Abstract: Positive inotropic responses upon administration of milrinone, an inhibitor of the phosphodiesterase enzyme (PDE), involve a well-pronounced positive chronotropic effect. Here, we tested whether milrinone evokes this chronotropic response solely by PDE inhibition or by a concerted action that involve additional pharmacological targets. Milrinone-stimulated increases in heart rate were studied in right atrial preparations of guinea pig in the presence or absence of inhibitors of putative ancillary molecular pathways or ion channels: ie, β receptor blockers with distinct selectivities (propranolol, metoprolol, and carvedilol), α1 receptor blocker (prazosin), inhibitor of the small conductance Ca 2+ activated K + (SK) channels (apamin), L-type Ca 2+ channel blockers (verapamil and diltiazem), and different Na + channel blockers (lidocaine, tetrodotoxin, and quinidine). Carvedilol, which inhibits β1, β2, α1, and 5-HT receptors, limited the positive chronotropic effects of milrinone to about 40%, ( P < 0.01). In the presence of another nonselective blocker of the β receptors, propranolol, and blockers of the l -type Ca 2+ channels, only nonsignificant trends toward reductions of the milrinone effects were seen.
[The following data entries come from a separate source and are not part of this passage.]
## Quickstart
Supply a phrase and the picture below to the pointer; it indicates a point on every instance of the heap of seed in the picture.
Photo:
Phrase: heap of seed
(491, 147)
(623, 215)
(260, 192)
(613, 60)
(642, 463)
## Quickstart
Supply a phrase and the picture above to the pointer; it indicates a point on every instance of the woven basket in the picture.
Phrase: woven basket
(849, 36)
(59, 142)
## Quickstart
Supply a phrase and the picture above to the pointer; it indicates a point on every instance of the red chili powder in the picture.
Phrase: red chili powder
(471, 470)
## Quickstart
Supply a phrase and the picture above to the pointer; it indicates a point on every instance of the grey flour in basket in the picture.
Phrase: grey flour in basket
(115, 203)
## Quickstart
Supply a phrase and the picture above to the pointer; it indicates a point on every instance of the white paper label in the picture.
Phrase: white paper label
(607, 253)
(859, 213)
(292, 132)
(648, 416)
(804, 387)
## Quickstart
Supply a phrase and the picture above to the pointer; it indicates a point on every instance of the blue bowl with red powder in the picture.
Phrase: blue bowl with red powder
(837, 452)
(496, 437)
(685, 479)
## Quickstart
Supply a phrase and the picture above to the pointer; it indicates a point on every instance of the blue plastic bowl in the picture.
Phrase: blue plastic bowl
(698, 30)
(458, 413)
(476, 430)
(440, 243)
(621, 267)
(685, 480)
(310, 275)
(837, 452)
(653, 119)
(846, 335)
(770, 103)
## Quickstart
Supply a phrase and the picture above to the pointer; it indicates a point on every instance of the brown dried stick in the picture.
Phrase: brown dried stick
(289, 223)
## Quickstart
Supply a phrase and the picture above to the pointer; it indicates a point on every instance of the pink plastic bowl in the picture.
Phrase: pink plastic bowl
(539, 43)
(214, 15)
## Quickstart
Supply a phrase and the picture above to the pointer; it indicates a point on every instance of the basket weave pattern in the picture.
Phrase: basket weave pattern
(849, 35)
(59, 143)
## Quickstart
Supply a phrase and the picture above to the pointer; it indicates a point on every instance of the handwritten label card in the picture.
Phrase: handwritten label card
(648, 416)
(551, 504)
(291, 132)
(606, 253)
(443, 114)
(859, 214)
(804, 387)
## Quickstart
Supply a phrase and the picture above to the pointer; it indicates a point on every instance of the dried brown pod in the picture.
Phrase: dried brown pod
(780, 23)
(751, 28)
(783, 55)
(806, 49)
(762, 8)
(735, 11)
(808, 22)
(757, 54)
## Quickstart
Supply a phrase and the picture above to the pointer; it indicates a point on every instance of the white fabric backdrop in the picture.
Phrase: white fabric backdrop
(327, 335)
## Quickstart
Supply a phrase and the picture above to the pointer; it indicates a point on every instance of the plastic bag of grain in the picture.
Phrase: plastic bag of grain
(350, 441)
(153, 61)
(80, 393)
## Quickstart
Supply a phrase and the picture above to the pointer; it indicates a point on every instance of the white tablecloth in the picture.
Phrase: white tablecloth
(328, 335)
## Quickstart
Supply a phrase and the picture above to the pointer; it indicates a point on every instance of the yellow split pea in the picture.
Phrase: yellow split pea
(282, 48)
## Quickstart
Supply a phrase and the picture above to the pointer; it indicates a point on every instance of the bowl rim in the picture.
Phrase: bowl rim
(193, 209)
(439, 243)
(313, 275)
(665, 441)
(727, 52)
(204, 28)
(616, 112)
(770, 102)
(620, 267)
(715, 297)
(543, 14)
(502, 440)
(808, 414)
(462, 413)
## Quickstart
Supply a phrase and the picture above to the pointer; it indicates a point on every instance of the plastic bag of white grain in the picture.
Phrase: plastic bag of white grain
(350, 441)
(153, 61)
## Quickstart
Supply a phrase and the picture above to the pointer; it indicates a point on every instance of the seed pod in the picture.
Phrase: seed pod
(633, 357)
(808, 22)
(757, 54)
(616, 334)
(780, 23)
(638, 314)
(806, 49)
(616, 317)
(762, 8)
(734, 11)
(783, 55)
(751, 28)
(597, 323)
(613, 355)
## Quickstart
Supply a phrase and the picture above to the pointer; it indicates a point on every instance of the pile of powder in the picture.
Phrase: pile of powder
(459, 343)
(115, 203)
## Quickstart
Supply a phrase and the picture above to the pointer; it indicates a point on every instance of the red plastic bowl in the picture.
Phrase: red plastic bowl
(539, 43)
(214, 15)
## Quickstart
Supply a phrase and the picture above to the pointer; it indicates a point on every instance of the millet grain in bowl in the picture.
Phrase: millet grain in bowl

The α1 receptor blocker prazosin did not limit the milrinone-evoked positive chronotropy. Blockers of Na + channels, SK channels, or the β1 receptor blocker, metoprolol also did not affect the positive chronotropy evoked by milrinone. We conclude that milrinone increases heart rate in response to adrenergic signaling, which besides PDE inhibition, may involve a 5-HT receptor-dependent component. Our exploratory approach paves the way to more focused experiments with the use of selective 5-HT receptor antagonists to confirm or reject the involvement of a specific 5-HT receptor-dependent pathway.